On February 25, 2011, Robin Erb, Medical Writer at the Detroit Free Press, wrote an article entitled, “Lost Device Compromises Medical Information of 2,777 Patients” relative to another security lapse in less than a year within Henry Ford (the “January 2011 Breach”). According to Ms. Erb, an employee of the health system lost a flash drive with information on 2,777 patients on January 31, 2011.


As Ms. Erb reported,

Hospital officials said it’s unclear how the flash drive was lost. The device is not encrypted, as required to protect individual patients’ information, officials said.

The information involved patients tested for urinary tract infections between July and October 2010 and included names, medical record numbers, test information and results.


While the first blog posting in this series about the November 2010 Breach gave a link to the Henry Ford posting of on its Web site about the security breach, that posting and link have apparently been already taken down by the health system. However, more than 500 other earlier stories dating back as far as March of 2005 remain on the Henry Ford News list. A visit today to the News list on the health system’s Web site also reveals that Henry Ford has made no posting to date about the January 2011 Breach.

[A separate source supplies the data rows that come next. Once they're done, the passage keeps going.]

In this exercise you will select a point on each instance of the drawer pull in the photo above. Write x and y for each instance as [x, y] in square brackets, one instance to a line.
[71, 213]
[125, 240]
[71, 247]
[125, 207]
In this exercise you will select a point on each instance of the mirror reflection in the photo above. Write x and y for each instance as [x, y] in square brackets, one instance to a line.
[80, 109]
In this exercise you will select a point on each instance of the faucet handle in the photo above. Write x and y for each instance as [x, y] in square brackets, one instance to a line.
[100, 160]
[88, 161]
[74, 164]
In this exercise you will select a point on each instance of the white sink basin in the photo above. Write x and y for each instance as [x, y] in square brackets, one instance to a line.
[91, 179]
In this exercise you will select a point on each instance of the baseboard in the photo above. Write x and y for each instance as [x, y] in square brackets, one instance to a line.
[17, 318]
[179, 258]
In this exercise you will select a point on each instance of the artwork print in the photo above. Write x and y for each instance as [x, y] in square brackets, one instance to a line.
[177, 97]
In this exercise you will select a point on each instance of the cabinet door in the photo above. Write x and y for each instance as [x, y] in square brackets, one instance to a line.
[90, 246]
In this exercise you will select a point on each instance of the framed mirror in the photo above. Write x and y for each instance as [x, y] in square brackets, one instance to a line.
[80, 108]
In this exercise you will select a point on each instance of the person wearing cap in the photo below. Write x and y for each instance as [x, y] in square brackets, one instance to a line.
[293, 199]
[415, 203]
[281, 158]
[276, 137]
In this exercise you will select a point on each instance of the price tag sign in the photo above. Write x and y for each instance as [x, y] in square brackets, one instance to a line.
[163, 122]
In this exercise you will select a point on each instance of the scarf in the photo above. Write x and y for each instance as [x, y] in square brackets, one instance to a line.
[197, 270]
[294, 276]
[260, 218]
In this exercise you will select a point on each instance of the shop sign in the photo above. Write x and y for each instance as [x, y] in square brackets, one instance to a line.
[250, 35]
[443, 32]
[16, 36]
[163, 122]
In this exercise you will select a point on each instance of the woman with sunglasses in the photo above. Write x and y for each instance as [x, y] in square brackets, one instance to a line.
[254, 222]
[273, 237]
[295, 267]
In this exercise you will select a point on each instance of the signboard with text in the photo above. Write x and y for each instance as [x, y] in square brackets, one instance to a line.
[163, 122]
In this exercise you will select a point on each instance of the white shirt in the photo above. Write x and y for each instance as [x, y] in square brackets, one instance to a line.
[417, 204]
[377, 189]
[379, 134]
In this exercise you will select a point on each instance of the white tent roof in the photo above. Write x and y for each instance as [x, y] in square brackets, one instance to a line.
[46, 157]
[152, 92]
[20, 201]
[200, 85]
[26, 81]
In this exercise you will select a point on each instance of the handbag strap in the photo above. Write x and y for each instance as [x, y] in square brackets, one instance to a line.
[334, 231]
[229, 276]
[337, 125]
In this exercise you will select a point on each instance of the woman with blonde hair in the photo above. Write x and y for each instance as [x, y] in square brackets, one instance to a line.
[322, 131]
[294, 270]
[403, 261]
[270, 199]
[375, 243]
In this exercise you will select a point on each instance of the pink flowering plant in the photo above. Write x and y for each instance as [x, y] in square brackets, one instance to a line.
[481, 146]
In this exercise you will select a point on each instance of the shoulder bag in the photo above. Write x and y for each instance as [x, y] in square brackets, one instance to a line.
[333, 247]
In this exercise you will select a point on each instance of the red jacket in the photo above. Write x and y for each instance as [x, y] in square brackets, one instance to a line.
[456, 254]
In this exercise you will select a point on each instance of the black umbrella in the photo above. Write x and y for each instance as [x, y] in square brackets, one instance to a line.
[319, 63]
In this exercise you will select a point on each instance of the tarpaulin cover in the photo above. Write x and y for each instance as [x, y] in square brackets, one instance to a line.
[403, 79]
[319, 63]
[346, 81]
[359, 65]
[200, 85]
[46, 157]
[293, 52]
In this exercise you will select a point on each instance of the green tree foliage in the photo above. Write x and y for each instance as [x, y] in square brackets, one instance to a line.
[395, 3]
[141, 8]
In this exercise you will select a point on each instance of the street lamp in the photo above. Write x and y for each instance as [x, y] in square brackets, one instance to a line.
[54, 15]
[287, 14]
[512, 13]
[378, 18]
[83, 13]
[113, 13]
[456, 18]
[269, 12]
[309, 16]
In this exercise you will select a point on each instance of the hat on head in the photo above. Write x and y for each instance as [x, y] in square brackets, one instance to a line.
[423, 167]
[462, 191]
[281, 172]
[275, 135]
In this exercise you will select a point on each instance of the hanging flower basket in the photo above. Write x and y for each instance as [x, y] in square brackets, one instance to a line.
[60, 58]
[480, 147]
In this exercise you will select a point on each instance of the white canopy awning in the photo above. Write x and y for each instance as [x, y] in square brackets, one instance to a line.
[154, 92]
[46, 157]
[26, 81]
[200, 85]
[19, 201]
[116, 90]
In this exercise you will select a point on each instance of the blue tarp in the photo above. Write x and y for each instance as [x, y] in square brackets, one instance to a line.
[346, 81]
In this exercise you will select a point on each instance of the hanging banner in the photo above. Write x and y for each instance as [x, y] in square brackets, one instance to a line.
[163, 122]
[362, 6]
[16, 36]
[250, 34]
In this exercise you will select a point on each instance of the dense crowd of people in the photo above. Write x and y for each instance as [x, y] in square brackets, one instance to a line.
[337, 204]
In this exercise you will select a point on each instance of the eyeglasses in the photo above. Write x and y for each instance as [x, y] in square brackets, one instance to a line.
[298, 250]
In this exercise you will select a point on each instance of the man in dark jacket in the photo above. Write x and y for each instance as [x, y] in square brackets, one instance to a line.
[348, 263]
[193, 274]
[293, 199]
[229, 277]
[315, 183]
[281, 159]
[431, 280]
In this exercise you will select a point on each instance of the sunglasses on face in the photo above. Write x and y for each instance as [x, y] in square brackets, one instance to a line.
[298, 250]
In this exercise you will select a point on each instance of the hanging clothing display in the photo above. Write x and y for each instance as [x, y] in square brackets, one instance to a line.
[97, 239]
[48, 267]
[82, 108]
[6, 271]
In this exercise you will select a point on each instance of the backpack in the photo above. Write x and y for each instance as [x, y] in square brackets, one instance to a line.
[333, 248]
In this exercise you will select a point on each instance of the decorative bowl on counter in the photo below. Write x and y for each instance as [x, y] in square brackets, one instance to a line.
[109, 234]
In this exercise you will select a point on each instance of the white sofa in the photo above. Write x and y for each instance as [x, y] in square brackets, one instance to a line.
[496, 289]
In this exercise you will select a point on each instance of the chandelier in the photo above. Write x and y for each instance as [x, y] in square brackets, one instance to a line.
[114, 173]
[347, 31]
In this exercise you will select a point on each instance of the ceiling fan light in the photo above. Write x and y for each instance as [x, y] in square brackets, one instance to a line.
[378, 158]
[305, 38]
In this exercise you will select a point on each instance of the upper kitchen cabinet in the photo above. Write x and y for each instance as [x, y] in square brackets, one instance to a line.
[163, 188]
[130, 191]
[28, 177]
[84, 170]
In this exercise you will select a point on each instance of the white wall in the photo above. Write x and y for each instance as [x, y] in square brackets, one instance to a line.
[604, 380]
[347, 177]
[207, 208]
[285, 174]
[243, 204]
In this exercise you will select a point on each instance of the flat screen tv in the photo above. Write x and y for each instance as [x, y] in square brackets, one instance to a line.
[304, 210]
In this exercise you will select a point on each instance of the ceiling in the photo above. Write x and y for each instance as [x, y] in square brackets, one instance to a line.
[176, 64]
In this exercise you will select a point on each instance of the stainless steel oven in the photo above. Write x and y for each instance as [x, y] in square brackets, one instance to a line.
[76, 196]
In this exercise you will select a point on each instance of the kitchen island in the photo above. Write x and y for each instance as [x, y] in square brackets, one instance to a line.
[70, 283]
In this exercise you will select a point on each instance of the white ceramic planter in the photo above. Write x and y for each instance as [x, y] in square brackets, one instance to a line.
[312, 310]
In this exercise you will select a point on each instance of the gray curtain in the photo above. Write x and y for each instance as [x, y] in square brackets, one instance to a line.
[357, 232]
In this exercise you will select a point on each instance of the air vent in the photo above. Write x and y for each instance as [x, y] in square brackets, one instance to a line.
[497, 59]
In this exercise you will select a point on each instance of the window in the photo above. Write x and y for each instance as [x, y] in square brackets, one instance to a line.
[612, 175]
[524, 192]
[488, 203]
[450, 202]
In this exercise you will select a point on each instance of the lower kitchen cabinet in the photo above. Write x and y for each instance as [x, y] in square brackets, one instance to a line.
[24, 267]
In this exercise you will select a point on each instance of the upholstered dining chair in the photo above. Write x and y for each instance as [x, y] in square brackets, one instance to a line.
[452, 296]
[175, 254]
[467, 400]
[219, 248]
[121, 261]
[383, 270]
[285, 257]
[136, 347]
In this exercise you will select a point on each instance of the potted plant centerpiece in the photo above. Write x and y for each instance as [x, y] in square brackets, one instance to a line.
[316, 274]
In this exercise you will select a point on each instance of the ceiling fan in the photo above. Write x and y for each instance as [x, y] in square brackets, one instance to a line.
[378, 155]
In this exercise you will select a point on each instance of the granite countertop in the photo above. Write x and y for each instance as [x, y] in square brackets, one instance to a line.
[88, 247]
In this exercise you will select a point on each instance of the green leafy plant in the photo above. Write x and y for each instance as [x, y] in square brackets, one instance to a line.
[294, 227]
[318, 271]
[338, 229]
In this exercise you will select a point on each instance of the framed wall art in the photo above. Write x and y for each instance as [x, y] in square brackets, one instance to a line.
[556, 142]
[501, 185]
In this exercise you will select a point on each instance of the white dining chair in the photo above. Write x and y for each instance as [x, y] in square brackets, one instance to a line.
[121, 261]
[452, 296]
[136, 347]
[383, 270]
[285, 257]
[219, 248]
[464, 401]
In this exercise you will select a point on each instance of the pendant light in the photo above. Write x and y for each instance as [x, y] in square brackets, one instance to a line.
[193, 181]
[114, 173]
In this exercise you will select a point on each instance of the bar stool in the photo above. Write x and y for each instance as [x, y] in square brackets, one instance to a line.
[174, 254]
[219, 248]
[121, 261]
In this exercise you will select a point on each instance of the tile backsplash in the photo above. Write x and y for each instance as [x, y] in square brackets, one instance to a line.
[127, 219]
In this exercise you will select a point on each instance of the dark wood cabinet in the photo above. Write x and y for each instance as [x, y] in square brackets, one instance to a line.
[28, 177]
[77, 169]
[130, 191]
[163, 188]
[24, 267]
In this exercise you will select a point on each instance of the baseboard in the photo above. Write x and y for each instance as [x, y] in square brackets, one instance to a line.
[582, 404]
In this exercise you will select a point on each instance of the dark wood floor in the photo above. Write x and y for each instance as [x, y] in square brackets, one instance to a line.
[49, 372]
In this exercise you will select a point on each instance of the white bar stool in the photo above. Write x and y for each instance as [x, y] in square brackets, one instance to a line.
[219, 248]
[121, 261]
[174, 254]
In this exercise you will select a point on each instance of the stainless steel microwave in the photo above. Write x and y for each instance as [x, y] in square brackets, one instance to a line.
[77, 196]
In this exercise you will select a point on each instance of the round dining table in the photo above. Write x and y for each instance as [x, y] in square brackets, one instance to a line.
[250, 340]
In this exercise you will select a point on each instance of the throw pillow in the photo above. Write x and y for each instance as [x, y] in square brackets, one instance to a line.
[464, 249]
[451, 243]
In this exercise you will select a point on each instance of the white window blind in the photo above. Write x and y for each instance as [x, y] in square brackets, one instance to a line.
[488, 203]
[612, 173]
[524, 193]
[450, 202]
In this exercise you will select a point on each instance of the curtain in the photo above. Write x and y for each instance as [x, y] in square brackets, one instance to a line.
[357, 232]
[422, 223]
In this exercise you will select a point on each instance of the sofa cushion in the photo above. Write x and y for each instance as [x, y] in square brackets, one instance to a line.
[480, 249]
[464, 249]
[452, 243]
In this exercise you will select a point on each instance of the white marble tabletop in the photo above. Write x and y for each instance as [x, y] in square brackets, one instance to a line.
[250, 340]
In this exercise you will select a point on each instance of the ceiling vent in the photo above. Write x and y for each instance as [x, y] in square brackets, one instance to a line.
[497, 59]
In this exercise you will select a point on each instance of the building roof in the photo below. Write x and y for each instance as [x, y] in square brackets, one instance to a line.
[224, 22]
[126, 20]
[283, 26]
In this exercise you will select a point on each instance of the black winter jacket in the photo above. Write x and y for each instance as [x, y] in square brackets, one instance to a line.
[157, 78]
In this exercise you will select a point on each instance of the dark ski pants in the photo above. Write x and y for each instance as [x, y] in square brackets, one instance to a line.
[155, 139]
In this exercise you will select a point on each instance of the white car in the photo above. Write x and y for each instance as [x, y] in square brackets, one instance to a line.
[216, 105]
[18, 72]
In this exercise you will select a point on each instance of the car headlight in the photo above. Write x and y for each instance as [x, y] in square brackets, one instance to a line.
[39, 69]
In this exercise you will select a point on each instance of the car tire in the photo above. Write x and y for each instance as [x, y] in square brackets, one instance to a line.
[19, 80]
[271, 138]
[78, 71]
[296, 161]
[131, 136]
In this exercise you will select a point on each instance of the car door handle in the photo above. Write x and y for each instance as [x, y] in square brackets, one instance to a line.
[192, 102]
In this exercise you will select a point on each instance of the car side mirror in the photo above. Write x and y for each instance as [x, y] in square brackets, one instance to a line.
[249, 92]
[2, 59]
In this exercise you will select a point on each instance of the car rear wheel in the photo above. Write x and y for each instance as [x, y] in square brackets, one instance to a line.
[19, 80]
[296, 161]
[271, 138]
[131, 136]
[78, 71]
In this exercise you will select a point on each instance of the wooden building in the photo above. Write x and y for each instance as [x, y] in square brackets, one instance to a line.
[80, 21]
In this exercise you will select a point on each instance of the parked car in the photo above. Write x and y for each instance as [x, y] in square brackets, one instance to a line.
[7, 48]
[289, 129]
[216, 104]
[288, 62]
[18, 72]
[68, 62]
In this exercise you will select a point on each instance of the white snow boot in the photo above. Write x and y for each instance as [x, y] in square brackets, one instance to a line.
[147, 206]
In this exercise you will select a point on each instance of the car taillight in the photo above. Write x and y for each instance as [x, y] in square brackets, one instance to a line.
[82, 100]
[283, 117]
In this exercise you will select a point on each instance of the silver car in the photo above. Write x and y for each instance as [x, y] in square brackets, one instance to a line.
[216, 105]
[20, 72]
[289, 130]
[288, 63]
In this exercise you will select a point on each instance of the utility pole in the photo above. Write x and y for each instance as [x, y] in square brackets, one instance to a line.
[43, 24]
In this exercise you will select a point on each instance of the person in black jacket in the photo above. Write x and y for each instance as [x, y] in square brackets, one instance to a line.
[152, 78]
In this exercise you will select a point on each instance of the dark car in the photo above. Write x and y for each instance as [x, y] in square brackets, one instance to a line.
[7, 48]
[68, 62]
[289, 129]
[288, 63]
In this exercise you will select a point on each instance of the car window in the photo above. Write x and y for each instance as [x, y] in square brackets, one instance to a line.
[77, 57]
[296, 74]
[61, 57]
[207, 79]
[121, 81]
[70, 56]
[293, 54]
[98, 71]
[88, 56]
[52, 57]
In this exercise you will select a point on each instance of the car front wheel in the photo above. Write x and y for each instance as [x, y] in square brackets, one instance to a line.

HIPAA/HITECH provides that the time frame for insurers and providers to give notice to affected individuals and the U.S. Department of Health and Human Services (“HHS”) of a PHI security breach involving 500 or more individuals is “without unreasonable delay and in no case later than 60 days from discovery of a breach.” The maximum time, therefore, for Henry Ford to notify the HHS about the January 2011 Breach is 60 days after the discovery date of January 31,2011 or April 1, 2011. Soon after notification by the health system to the HHS, the HHS Web site that lists breaches of unsecured PHI affecting 500 or more individuals would add the January 2011 Breach. 


It is interesting that, while Ms. Erb’s article was published almost three weeks ago, nothing has apparently been published by Henry Ford about the January 2011 Breach on its Web site. Nor has the January 2011 Breach yet appeared on the HHS Web site. This matter warrants further monitoring.